His recovery from the stroke was slow and during this five- year period, Lummis lived on a ranch in New Mexico. He lived among the Native American peoples near Isleta, and became fluent in the native language. He grew familiar with the stories and customs of the Native American people and became intensely devoted to the cause of the Native Americans. Lummis was invited to Washington, D.C., to brief President Theodore Roosevelt on issues concerning Native Americans, and he is widely considered to have been a strong influence on Roosevelt’s views and policies regarding the Western tribes.

Lummis was considered something of a character. He affected a Spanish persona, wearing a corduroy suit, a red Navajo sash, and a wide sombrero. He was known to be a workaholic, and he produced a long list of books, articles, short stories, poems, and other works, almost all of which are based on his experiences in the American West. He was also rather scandalous for the age, having been married three times and having engaged in fairly public extramarital affairs.
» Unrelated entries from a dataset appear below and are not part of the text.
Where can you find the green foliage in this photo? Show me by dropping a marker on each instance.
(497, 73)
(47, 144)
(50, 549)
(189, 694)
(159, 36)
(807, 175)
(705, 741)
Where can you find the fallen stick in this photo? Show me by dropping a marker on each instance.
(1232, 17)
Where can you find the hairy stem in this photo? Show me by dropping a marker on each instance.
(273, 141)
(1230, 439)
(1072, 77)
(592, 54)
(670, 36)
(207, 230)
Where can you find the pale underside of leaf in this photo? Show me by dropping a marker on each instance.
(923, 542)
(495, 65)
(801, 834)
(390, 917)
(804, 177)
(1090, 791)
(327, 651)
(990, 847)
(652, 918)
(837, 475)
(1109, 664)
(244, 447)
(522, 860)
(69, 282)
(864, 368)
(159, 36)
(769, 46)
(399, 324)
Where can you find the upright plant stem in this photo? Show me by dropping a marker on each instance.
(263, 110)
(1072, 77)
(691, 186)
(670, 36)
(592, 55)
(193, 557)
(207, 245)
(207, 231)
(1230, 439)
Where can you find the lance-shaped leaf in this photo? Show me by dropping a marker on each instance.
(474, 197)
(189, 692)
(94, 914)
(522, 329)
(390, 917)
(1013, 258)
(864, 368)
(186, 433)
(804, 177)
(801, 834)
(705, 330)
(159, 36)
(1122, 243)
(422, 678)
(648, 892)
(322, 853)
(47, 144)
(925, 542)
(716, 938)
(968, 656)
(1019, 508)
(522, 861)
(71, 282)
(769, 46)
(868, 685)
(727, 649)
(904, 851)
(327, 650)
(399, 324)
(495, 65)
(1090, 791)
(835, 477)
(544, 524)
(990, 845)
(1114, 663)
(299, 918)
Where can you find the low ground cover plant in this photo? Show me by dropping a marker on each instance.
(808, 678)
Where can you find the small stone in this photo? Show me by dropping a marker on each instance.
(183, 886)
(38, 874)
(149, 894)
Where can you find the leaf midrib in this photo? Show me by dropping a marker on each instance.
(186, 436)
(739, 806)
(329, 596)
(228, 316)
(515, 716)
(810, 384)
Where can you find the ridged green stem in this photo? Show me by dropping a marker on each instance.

His contributions to the literature and history of the American West are considerable. Later writers would call his prose style “flamboyant, vulgar, and repetitive,” but he wrote of a land that was quickly disappearing, and his accounts have been of considerable value to students of the West and Southwest. He cofounded a group called the Landmarks Club in 1895, and worked tirelessly to preserve such culturally significant sites as the Spanish missions in California. He is particularly credited with the preservation of the mission at San Juan Capistrano. Lummis was a larger-than-life character who both personified and helped preserve memories and landmarks of the American West.